The failure to secure deals in Uganda is a bad omen for Total Oil SPA for it gives Tullow a major stake in the Crude Oil sector in East Africa. Tullow Oil Plc favors the Kenyan route to the New Lamu Port.

 Now, the failure of the Ugandan deal gives her the muscle she needs to drive the Pipeline route her way. Therefore, the potential for the death of the Hoima-Tanga pipeline and return to the originally planned Hoima-Lokichar-Lamu port route is high. The Lamu Port is no longer a proposal for the first berth will become operational in a month’s time.

 There are compelling economic reasons for that potential shift: First the Hoima- Tanga Pipeline is the most expensive of the three alternative routes to ship Uganda’s crude oil. It will cost $5.5 billion compared to US$4.4 billion for the Hoima-Lokichar -Lamu route said a report on the local TV channel, www.citizentv.co.ke.

Further, a Joint venture Pipeline between Kenya and Uganda will see Uganda ship her Crude at $9 per barrel compared to $12 on the Tanzanian route.

And third, Tullow has no stake in Tanzania at all but has a stake in Kenya and Uganda being the firm that discovered Oil in the two countries. Should Total SA, insist on the Hoima- Tanga Route, being the minority shareholder in both Kenya and Ugandan Oil Wells, she could be forced to farm down, thus leaving East Africa.

Could Kenya have the last laugh on the Crude Oil Pipeline in East Africa? That looks likely.  Both Tullow Oil and Kenya government agree on the evacuation of Oil through the Lamu Port in Kenya. 

For Kenya, an Oil pipeline to Lamu is an integral part of the LAPSSET corridor and would brook no change. It is a developmental issue that cannot be compromised.

Two, Kenya is already ahead of Uganda in oil exports, having exported the first 200,000 barrels this month on an experimental basis. So Kenya is already ahead of Uganda in oil exports though Oil was discovered in Uganda earlier than in Kenya.

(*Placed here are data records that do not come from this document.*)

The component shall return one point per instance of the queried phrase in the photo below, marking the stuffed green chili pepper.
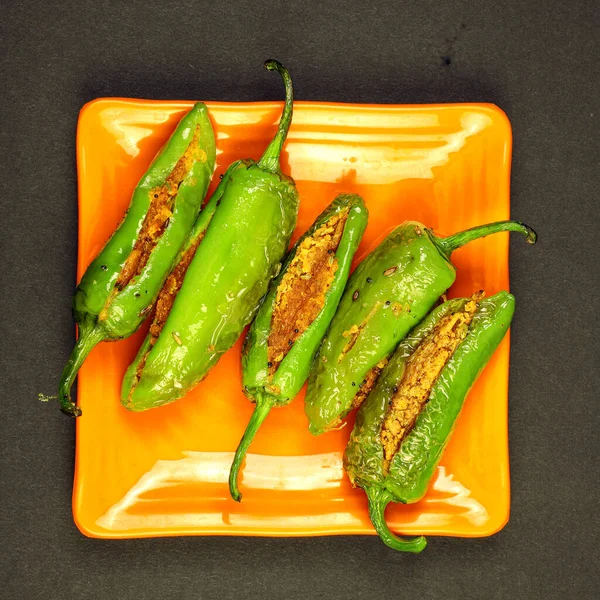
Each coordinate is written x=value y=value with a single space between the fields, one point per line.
x=216 y=290
x=292 y=320
x=120 y=286
x=403 y=426
x=394 y=287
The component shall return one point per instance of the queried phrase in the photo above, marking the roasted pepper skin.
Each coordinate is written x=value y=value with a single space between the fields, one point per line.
x=280 y=388
x=413 y=466
x=101 y=311
x=397 y=284
x=227 y=278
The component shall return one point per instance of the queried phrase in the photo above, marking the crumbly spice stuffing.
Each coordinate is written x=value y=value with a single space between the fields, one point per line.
x=162 y=199
x=420 y=374
x=301 y=292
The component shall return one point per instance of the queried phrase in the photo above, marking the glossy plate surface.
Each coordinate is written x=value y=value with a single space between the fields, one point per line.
x=164 y=472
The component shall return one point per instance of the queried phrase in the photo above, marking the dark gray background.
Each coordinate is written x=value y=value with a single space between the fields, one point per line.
x=536 y=60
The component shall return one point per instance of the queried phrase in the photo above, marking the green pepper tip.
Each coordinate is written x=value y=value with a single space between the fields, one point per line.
x=449 y=244
x=270 y=159
x=262 y=408
x=378 y=500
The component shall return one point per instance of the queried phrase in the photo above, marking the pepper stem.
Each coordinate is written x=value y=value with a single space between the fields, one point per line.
x=263 y=405
x=270 y=159
x=452 y=243
x=87 y=339
x=378 y=500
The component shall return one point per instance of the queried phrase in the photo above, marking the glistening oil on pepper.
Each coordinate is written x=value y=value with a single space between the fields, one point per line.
x=221 y=289
x=293 y=318
x=393 y=288
x=403 y=426
x=121 y=284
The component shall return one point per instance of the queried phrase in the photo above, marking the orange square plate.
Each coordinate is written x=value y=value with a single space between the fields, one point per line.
x=164 y=472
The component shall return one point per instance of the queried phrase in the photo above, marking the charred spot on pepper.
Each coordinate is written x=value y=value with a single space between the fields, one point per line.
x=301 y=292
x=420 y=374
x=354 y=332
x=159 y=213
x=368 y=383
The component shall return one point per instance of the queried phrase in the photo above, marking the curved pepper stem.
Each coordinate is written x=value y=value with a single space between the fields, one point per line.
x=87 y=339
x=263 y=405
x=378 y=500
x=270 y=159
x=452 y=243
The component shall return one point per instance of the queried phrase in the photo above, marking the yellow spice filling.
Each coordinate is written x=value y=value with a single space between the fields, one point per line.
x=301 y=293
x=420 y=374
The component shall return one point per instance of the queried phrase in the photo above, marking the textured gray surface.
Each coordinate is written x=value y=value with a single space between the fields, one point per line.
x=538 y=61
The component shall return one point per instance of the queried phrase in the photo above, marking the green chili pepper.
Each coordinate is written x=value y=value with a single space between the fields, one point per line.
x=221 y=288
x=292 y=320
x=402 y=428
x=120 y=286
x=388 y=294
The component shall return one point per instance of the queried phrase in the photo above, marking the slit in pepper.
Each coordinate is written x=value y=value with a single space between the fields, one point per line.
x=301 y=294
x=157 y=218
x=422 y=371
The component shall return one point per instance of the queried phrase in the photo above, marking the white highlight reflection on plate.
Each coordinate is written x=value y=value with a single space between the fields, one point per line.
x=282 y=473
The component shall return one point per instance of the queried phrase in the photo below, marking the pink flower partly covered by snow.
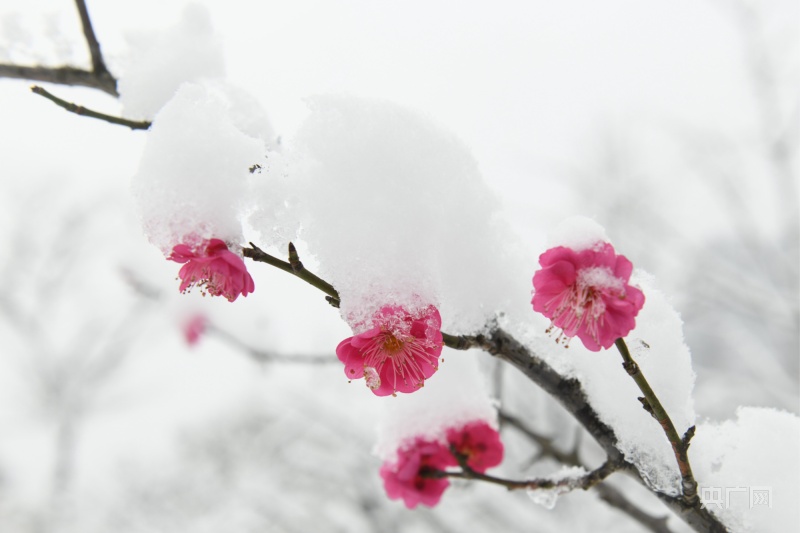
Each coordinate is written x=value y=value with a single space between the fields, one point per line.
x=412 y=477
x=586 y=294
x=479 y=443
x=398 y=353
x=214 y=268
x=405 y=478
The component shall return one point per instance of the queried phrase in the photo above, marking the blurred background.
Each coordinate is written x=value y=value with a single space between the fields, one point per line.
x=674 y=125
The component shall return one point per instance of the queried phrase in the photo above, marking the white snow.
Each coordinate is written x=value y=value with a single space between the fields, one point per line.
x=577 y=233
x=748 y=469
x=192 y=179
x=547 y=498
x=454 y=396
x=395 y=210
x=657 y=345
x=160 y=61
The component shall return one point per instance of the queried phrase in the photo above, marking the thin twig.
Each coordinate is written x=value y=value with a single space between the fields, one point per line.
x=611 y=495
x=58 y=75
x=652 y=405
x=584 y=482
x=98 y=64
x=97 y=78
x=84 y=111
x=294 y=267
x=567 y=391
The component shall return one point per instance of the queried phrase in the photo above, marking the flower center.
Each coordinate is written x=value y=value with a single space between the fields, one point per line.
x=392 y=344
x=582 y=304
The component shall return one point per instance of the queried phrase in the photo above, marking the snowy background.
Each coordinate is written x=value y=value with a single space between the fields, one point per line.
x=672 y=125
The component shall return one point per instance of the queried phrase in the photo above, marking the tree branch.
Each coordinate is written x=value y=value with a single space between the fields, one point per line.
x=567 y=391
x=98 y=65
x=651 y=404
x=584 y=482
x=294 y=267
x=97 y=78
x=86 y=112
x=608 y=493
x=59 y=75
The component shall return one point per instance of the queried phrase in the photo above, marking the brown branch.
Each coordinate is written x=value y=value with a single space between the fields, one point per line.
x=97 y=78
x=614 y=497
x=86 y=112
x=611 y=495
x=567 y=391
x=59 y=75
x=651 y=404
x=98 y=65
x=584 y=482
x=296 y=268
x=570 y=394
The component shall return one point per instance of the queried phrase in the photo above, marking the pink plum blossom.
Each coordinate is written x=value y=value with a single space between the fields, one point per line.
x=194 y=328
x=214 y=268
x=586 y=293
x=479 y=443
x=398 y=353
x=405 y=478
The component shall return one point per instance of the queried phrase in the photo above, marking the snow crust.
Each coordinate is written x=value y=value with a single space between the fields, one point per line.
x=193 y=176
x=735 y=459
x=578 y=233
x=161 y=61
x=454 y=396
x=548 y=498
x=657 y=345
x=395 y=210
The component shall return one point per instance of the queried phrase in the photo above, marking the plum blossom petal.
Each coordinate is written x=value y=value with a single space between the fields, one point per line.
x=410 y=477
x=405 y=478
x=398 y=353
x=586 y=293
x=479 y=443
x=194 y=328
x=214 y=268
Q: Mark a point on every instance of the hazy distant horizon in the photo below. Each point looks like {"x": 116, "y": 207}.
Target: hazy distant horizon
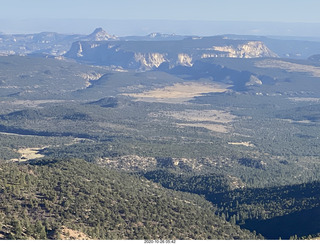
{"x": 144, "y": 27}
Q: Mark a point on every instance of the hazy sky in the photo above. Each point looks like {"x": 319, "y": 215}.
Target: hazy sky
{"x": 216, "y": 10}
{"x": 122, "y": 17}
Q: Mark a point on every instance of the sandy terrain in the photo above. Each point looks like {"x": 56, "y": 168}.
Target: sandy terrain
{"x": 69, "y": 234}
{"x": 179, "y": 92}
{"x": 29, "y": 153}
{"x": 247, "y": 144}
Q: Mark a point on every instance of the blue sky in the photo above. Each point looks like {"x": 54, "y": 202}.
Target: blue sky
{"x": 123, "y": 17}
{"x": 213, "y": 10}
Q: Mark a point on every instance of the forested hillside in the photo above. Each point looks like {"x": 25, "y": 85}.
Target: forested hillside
{"x": 42, "y": 199}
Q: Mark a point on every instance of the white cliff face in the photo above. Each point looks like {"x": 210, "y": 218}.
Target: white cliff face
{"x": 252, "y": 49}
{"x": 150, "y": 60}
{"x": 80, "y": 50}
{"x": 184, "y": 60}
{"x": 101, "y": 35}
{"x": 254, "y": 81}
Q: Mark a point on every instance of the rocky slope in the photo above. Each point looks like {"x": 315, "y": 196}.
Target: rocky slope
{"x": 147, "y": 55}
{"x": 48, "y": 43}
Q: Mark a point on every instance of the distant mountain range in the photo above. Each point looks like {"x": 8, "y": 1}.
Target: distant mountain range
{"x": 153, "y": 50}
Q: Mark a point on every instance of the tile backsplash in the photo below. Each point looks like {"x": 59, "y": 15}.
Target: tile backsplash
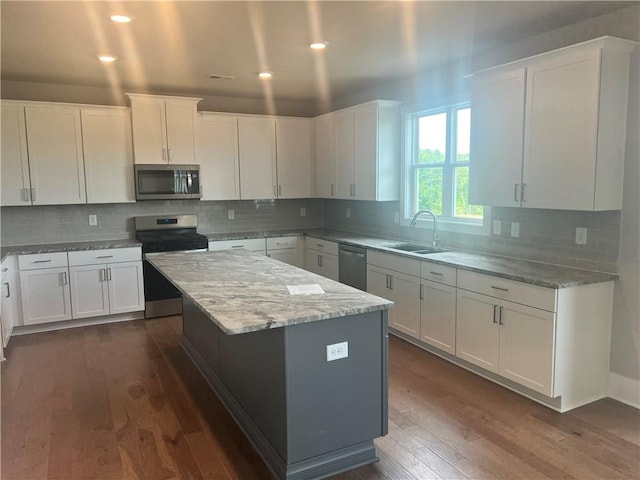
{"x": 545, "y": 235}
{"x": 70, "y": 223}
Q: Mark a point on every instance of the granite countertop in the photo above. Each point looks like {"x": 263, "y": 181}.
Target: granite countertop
{"x": 534, "y": 273}
{"x": 67, "y": 247}
{"x": 242, "y": 292}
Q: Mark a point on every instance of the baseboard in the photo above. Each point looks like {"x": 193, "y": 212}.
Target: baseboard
{"x": 624, "y": 389}
{"x": 82, "y": 322}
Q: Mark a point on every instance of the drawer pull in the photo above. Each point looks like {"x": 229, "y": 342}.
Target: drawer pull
{"x": 500, "y": 288}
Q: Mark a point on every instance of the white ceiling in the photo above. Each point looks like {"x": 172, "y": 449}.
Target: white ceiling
{"x": 174, "y": 46}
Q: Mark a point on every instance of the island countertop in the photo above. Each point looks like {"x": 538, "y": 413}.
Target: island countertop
{"x": 243, "y": 292}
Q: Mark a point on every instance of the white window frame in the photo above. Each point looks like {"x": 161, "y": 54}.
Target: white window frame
{"x": 410, "y": 130}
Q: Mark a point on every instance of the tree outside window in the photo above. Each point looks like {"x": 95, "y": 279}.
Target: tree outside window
{"x": 440, "y": 164}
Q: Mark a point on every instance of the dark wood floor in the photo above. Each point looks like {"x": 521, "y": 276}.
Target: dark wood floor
{"x": 124, "y": 401}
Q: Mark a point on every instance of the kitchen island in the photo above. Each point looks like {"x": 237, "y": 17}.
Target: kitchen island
{"x": 299, "y": 360}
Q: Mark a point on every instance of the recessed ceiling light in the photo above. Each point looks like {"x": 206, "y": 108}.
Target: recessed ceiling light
{"x": 121, "y": 18}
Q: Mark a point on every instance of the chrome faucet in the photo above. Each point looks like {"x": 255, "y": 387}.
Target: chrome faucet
{"x": 435, "y": 224}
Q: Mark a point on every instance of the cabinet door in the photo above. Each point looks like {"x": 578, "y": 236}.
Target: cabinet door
{"x": 477, "y": 330}
{"x": 181, "y": 126}
{"x": 325, "y": 156}
{"x": 11, "y": 303}
{"x": 438, "y": 316}
{"x": 562, "y": 132}
{"x": 15, "y": 161}
{"x": 405, "y": 314}
{"x": 45, "y": 295}
{"x": 148, "y": 125}
{"x": 293, "y": 153}
{"x": 54, "y": 139}
{"x": 289, "y": 256}
{"x": 497, "y": 129}
{"x": 344, "y": 134}
{"x": 218, "y": 157}
{"x": 126, "y": 287}
{"x": 257, "y": 150}
{"x": 365, "y": 152}
{"x": 89, "y": 291}
{"x": 108, "y": 155}
{"x": 527, "y": 346}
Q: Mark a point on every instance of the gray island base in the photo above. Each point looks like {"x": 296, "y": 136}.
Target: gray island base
{"x": 307, "y": 416}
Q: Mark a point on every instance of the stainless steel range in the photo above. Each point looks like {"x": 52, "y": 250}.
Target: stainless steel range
{"x": 171, "y": 233}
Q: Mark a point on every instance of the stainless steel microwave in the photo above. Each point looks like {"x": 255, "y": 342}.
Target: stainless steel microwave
{"x": 167, "y": 182}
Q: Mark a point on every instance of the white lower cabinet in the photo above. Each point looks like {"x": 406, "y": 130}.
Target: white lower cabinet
{"x": 321, "y": 257}
{"x": 11, "y": 304}
{"x": 106, "y": 282}
{"x": 44, "y": 288}
{"x": 397, "y": 279}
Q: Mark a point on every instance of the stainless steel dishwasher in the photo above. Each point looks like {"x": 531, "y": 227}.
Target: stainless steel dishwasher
{"x": 352, "y": 266}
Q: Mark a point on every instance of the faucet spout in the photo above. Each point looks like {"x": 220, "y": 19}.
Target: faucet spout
{"x": 435, "y": 224}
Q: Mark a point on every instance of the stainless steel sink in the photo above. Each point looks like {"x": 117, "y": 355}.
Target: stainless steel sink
{"x": 415, "y": 248}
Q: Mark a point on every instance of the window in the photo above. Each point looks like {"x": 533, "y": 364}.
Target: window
{"x": 437, "y": 167}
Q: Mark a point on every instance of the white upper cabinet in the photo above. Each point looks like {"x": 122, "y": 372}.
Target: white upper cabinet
{"x": 567, "y": 140}
{"x": 16, "y": 184}
{"x": 257, "y": 150}
{"x": 56, "y": 166}
{"x": 325, "y": 162}
{"x": 218, "y": 157}
{"x": 362, "y": 160}
{"x": 163, "y": 129}
{"x": 108, "y": 155}
{"x": 293, "y": 157}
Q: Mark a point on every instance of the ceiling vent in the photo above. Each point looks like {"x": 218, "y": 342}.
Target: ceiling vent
{"x": 216, "y": 76}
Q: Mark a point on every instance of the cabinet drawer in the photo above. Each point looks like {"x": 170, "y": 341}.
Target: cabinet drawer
{"x": 394, "y": 262}
{"x": 42, "y": 260}
{"x": 322, "y": 245}
{"x": 518, "y": 292}
{"x": 282, "y": 242}
{"x": 438, "y": 273}
{"x": 252, "y": 244}
{"x": 107, "y": 255}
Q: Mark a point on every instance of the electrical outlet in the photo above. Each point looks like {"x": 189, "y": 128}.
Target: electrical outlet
{"x": 337, "y": 351}
{"x": 581, "y": 236}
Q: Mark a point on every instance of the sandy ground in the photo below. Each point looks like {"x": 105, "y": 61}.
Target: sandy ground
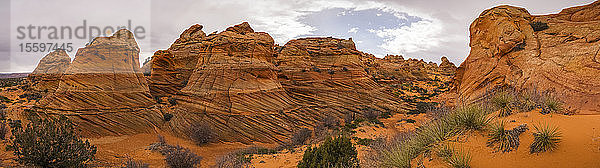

Three, Uganda’s interest is to export Oil and is likely to be impatient with prolonged negotiations which delay its plan to export oil by 2022. That plan is already scuttled by the disagreement in Kampala. Uganda is therefore likely to favor the line that exports oil sooner.
Given that Kenya is in agreement with the Oil partners on the implementation of the US$2.1 billion Lokichar-Lamu pipeline of which Tullow is the lead implementer,  Uganda is likely to dump Tanzania. That would give Kenya the last laugh, analysts say.